I placed my order for the new Flycraft Stealth X the other day. That's their new boat that is 12' like the 2 person Stealth, but as wide as their 14' 3 person, and is rated for 2 people. I'm super stoked. This will round off my quiver since I bought the UFO and no longer have that option with my Towee where I could just pull the clip on lightweight motor off no problem.


----------



## mattcurt

I’m excited to go fishing!


----------



## klum17

Lamarsh,

thanks for your opinion. You are the first I have heard say the Towee didn’t RPE well. Several people have said it Towee well but never compared it to another boat. The space for 3 people and additional options is what will sell me on it over the Towee. Do you feel a 40/30 jet would be enough to get the boat on plane properly? The tohatsu 50/35 is a big jump in price. I’m not trying to win a race but want it to perform properly. 

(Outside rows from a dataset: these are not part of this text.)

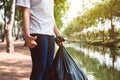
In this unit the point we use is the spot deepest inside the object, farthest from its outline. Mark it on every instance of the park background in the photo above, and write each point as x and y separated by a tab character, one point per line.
91	29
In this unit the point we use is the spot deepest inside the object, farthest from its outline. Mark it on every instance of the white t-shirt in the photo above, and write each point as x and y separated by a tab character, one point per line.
41	15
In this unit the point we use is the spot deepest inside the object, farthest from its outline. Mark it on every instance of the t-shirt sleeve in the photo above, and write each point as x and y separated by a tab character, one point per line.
23	3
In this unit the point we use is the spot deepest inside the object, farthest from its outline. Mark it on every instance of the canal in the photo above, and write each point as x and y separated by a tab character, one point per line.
98	62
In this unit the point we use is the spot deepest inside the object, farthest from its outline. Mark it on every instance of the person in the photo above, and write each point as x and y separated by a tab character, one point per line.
39	29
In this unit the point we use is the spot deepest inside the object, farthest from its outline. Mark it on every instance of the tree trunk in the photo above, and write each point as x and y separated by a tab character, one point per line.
9	39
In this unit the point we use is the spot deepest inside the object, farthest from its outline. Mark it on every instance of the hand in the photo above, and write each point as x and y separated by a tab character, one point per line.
30	41
59	40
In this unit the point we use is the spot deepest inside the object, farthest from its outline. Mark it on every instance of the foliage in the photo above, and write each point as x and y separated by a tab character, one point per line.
61	6
106	10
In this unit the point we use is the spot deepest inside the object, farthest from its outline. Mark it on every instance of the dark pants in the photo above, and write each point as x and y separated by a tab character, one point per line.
42	57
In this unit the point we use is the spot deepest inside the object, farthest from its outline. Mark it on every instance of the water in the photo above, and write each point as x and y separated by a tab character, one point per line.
99	63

The addition of the flycraft is my goal. A boat and a raft so that I can float any water I wish. 



Lamarsh said:


> Great question. I often regret "trading up" from my somewhat bare bones Towee to the UFO, mainly because I was somewhat misled (by Stealthcraft) on what the UFO weighs and what motor could push it well. My old Towee worked awesome with a 25/20 merc jet. Hopped up on plane really fast and went about 20-23mph with that motor, which was about 90lbs and clamp on. The UFO barely got on plane with it and maxed out at around 13mph, which was unacceptable. I had to drop $7,200 on a new Tohatsu 50/35 jet, which ripped me open pretty good. In hindsight, I'd have just stuck with my Towee.
> 
> BUT, I will say, all the nice bells and whistles I got with my UFO, between the electronics, built on oar locks, compartments, lights, etc, it is a much more comfortable and convenient boat. It's nicer and better built, IMO. But it costs a lot more.
> 
> But, with the exception of one thing, there was nothing my UFO can do that my Towee could not. The execption being rowing nicely. My Towee did not row well at all, but it poled about as nice as an Au Sable boat, so my oar frame sat in the garage almost all the time, barely used the oars and oar frame on that thing. My UFO, on the other hand, rows awesome.
> 
> Let me know if there's anything else I can help you out with. Both are great boats.


----------



## Lamarsh

klum17 said:


> he space for 3 people and additional options is what will sell me on it over the Towee.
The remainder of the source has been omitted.